Most insider-trading cases involve civil suits and penalties. After the stock exchanges (e.g. the NYSE) detect unusual trading activity in a company's stock, they begin an initial review. When the activity warrants further attention, the stock exchange refers the case to the SEC, which starts an informal inquiry. The SEC itself now also wields a formidable array of computer technology to spot, track, and examine possible connections between people whose stock-trading activities, or possible connections to stock-trading activity (e.g. tipping), raise suspicion.
If suspicious trading activity is confirmed, the SEC's Enforcement Division may seek formal investigative power. This allows the SEC to issue subpoenas and compel testimony. It can obtain personal telephone records, address/contact records, email accounts, and bank statements. The long reach of the SEC extends beyond the United States. Even insider-trading cases involving only small profits will be pursued.

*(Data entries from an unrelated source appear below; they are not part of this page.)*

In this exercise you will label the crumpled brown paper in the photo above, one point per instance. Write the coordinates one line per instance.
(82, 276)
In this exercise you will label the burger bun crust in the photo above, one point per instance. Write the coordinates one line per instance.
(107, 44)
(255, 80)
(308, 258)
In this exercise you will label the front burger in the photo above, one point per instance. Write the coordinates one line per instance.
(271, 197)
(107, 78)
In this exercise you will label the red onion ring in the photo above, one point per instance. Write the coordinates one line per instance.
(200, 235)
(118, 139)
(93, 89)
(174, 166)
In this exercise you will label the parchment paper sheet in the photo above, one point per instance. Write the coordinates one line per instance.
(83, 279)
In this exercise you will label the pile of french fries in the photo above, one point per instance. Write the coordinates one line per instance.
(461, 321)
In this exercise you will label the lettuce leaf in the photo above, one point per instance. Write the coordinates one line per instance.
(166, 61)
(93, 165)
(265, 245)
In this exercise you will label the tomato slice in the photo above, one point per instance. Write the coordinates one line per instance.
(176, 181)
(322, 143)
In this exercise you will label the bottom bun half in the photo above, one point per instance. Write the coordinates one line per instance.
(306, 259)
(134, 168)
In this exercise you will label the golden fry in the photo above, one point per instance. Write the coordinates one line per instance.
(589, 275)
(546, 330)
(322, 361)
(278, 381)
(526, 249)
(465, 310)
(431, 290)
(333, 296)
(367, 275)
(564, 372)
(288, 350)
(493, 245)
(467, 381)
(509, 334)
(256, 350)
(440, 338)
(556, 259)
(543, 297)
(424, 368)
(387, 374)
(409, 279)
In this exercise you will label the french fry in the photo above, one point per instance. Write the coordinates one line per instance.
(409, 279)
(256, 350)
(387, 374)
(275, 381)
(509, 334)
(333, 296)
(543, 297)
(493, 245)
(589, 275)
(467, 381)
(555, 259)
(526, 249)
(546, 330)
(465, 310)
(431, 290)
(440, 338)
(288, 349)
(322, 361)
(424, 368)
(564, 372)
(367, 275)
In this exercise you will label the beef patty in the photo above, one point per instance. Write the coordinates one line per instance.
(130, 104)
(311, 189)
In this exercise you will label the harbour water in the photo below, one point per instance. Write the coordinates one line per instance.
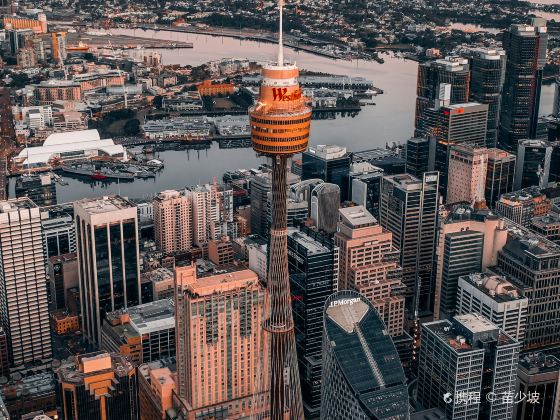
(391, 119)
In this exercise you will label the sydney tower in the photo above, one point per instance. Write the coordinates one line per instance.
(280, 123)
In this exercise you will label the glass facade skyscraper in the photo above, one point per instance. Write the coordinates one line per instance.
(467, 355)
(525, 46)
(362, 374)
(488, 67)
(330, 163)
(313, 266)
(108, 255)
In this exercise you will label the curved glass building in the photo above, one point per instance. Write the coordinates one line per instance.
(362, 374)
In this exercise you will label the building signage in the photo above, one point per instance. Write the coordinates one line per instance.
(340, 302)
(282, 95)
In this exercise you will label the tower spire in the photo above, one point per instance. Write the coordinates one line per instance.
(280, 35)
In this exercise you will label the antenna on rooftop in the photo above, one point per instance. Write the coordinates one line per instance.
(280, 35)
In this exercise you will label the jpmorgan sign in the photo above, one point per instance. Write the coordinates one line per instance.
(340, 302)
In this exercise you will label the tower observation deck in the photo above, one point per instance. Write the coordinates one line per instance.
(280, 122)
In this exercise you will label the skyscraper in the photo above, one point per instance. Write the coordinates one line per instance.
(499, 175)
(533, 164)
(260, 190)
(500, 301)
(221, 354)
(279, 129)
(467, 355)
(488, 66)
(440, 82)
(313, 265)
(212, 212)
(108, 259)
(468, 242)
(362, 374)
(331, 163)
(98, 386)
(365, 187)
(522, 206)
(467, 174)
(173, 221)
(325, 201)
(23, 292)
(369, 265)
(41, 189)
(409, 212)
(452, 125)
(531, 263)
(525, 47)
(538, 374)
(420, 155)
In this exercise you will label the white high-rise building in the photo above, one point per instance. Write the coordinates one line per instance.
(23, 287)
(108, 259)
(173, 221)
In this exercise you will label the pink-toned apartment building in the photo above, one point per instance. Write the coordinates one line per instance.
(368, 263)
(466, 179)
(221, 350)
(173, 221)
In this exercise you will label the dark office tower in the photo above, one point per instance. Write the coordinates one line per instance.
(556, 103)
(440, 82)
(538, 374)
(468, 241)
(533, 164)
(99, 386)
(499, 175)
(467, 355)
(409, 210)
(313, 266)
(362, 374)
(23, 294)
(420, 155)
(59, 230)
(40, 189)
(108, 259)
(455, 124)
(325, 202)
(330, 163)
(4, 355)
(555, 161)
(532, 263)
(366, 189)
(488, 66)
(526, 56)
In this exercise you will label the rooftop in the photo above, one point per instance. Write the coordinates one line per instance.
(311, 245)
(468, 332)
(366, 355)
(356, 217)
(476, 324)
(15, 204)
(94, 364)
(31, 386)
(539, 362)
(495, 286)
(105, 204)
(459, 212)
(154, 316)
(325, 151)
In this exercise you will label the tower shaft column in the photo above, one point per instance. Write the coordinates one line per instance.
(285, 393)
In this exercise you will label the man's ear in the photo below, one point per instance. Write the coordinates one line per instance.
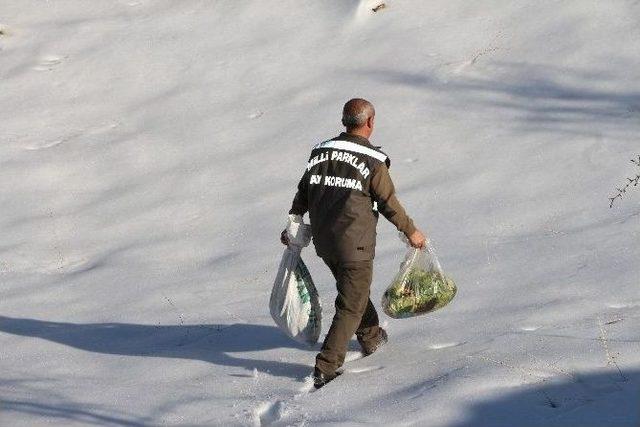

People under investigation may be formally charged with a civil violation of the securities laws before or after the formal investigation is completed. Trial in federal court will follow, or the parties may settle at any time before or after the filing of formal charges. Settlement involves the accused insider agreeing to pay a negotiated sum to the federal government.
Criminal insider-trading charges are brought by the US Attorney in the federal judicial district where the violation occurred. Most cases are referred by the SEC to the local US attorney's office. No rule of thumb exists in the violations that will result in a criminal charge, although they usually involve flagrant, intentional violations. You can also face parallel government investigations, making both a civil action and a criminal prosecution possible. To protect your constitutional rights, usually your lawyer will attempt to stay (i.e. put on hold) the civil case with the SEC while the criminal matter proceeds.
Alert: Parallel civil and criminal charges can also be brought, as shown in a case reported by The Wall Street Journal.